Colloque

  • Posté le : 04/05/2007 - 16:29
  • par : Yann

Après avoir hésité entre une soirée piscine avec des amis et une soirée bière entre collègues, choisir la seconde opportunité par pure paresse et désir de socialiser davantage avec ces derniers. Aller au Saint-Sulpice parce que la terrasse du Sainte-Elisabeth et bondée. Parler avec ses camarades de la différence entre le Français de France et du Québec, des Amérindiens, des lieux à visiter à Paris, d'architecture objet et de bars à danseuses.

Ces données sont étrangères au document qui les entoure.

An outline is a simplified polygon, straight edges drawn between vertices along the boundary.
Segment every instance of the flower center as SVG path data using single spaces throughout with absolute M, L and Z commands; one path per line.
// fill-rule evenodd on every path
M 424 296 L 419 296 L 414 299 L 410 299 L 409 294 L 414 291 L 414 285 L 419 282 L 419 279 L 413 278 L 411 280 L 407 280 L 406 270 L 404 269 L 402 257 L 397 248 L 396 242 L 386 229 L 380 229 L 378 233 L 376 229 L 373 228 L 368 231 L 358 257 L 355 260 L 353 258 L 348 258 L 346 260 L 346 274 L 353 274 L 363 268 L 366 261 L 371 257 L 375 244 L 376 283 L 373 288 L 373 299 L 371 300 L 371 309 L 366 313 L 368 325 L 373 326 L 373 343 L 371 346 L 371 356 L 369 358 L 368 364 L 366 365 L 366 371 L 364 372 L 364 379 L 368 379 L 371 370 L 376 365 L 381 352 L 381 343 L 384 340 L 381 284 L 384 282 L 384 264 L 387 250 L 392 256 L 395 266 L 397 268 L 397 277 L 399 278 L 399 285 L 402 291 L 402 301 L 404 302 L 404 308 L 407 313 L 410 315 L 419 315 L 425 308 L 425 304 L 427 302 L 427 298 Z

Ne pas insister lorsque le formateur français qui paye sa tournée ne donne pas de pourboire à la serveuse, croyant qu'on le charrie quand on lui dit que le service n'est pas inclus. Le soir venu, quitter la terrasse où il commence à cailler pour se réfugier à l'intérieur. S'installer à une table donnant sur le balcon autorisé aux fumeurs. S'amuser de ses collègues qui notent l'esthétique des serveuses et garder ses propres évaluations pour soi. Délirer avec une fille d'Abitibi hilare, chaleureuse et saoule qui s'invite à la table, et dessine trois fois de suite un plan du Québec en forme de poire sur un emballage de gommes déplié pour démontrer qu'elle habite loin de Chibougamau. Ecouter avec scepticisme la serveuse venue demander une clope expliquer comment un système de vente pyramidale qu'on lui a proposé lui apportera la richesse sans fatigue. Constater avec étonnement que l'on en est déjà à sa septième pinte de Boréale blonde alors que l'on a pas soupé. Aller six fois aux toilettes dans la soirée victime des effets diurétiques de ladite boisson. Quitter le bar vers une heure. Prendre la ligne orange et se souvenir soudain qu'elle ne passe pas par Côte-Des-Neiges. Descendre à Snowdon et continuer le voyage à pied, profitant du calme de Montréal la nuit. Donner au passage des tapes amicales aux parcmètres, aux arbustes et aux poubelles. Soulager sa vessie à mi-chemin derrière un bloc. Appeler trois fois sa blonde pour ne pas qu'elle s'inquiète et raccrocher deux fois par erreur en s'appuyant sur le bouton carré du téléphone public. Arriver finalement à la maison vers deux heures du matin. Manger un morceau et boire un litre d'eau pour prévenir les futurs maux de tête. Rédiger un billet pour son blog. Se relire le lendemain afin de s'assurer que l'on n'a pas écrit trop de conneries et les poster quand même.

Commentaires

Je dirais même plus : Se relire le lendemain afin de s'assurer que l'on a pas FAIT trop de conneries..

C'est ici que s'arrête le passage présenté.